Technical information
- Licensing authority: CRT
- Class: B1
- ERP: 12.5 kWs
- HAAT: 81 m (266 ft)
- Transmitter coordinates: 22°14′37.81″N 97°52′27.07″W﻿ / ﻿22.2438361°N 97.8741861°W

Links
- Webcast: Listen live
- Website: www.radiorama.mx/aradios.php?id=242 www.bienydefiesta.com/tampico

= XHPAV-FM =

Radio station in Pueblo Viejo, Veracruz serving Tampico, Tamaulipas, Mexico

XHPAV-FM (branded as Fiesta Mexicana) is a Mexican Spanish-language FM radio station that serves the Tampico, Tamaulipas, Mexico, area.
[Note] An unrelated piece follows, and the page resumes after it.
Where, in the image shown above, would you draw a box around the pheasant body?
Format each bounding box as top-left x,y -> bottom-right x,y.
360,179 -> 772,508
It is licensed to Pueblo Viejo, Veracruz but its transmitter and studio facilities are in Tampico.

==History==

XHPAV logo as La Picuda, used until 2017

XEPAV-AM 1540 was licensed to Radiorama subsidiary Mensajes Musicales, S.A., on October 4, 1994. Soon after, it moved to 1030 kHz.

In 2011, XEPAV migrated to FM on 91.7 MHz. In 2015, it was authorized to move its transmitter to a new facility in Tampico.

In 2017, XHPAV changed its name to Fiesta Mexicana, using the positioning used in other Radiorama clusters.